Download your current site files and compare them against a clean WordPress installation and your last known-good backup using diff -r /clean/ /infected/ or a tool like WinMerge.
Run via SSH: find /var/www/html -name "*.php" -newer /var/www/html/wp-config.php -type f to find files modified after your last clean install.
After identifying the injected files, restore from a verified clean backup. Then: update all plugins/themes/core, change all passwords, and remove unused plugins. Contact your host to request a server-level malware scan.
After cleanup, re-scan with Sucuri SiteCheck and Wordfence. Confirm no obfuscated code appears in page source via browser DevTools → View Source.
JavaScript files are being loaded from external domains with high-risk TLDs (.tk, .ml, .xyz, etc.) commonly associated with malware distribution.
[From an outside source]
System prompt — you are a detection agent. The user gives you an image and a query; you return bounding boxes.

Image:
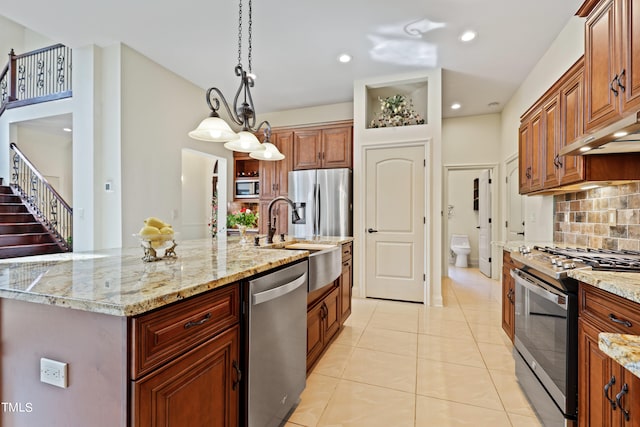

Legitimate CDN-hosted scripts come from known providers (cdnjs.cloudflare.com, cdn.jquery.com, etc.). Unrecognized external scripts can steal data, inject ads, or serve malware to your visitors.
Search your theme files and plugins:grep -r "script src" /var/www/html/wp-content/ | grep -v "cdnjs\|jquery\|googleapis\|cloudflare"
Also check the database: wp option get widget_text
Delete or clean the file containing the injected script. If it's in a plugin or theme file that should not contain that URL, restore from a clean backup.
A CSP header explicitly whitelists which domains can load scripts on your site. Any unwhitelisted external script will be blocked by the browser. See the CSP solution guide in this knowledge base.
View page source and check all <script src= tags. Every domain should be recognizable (your domain, major CDNs, or known services).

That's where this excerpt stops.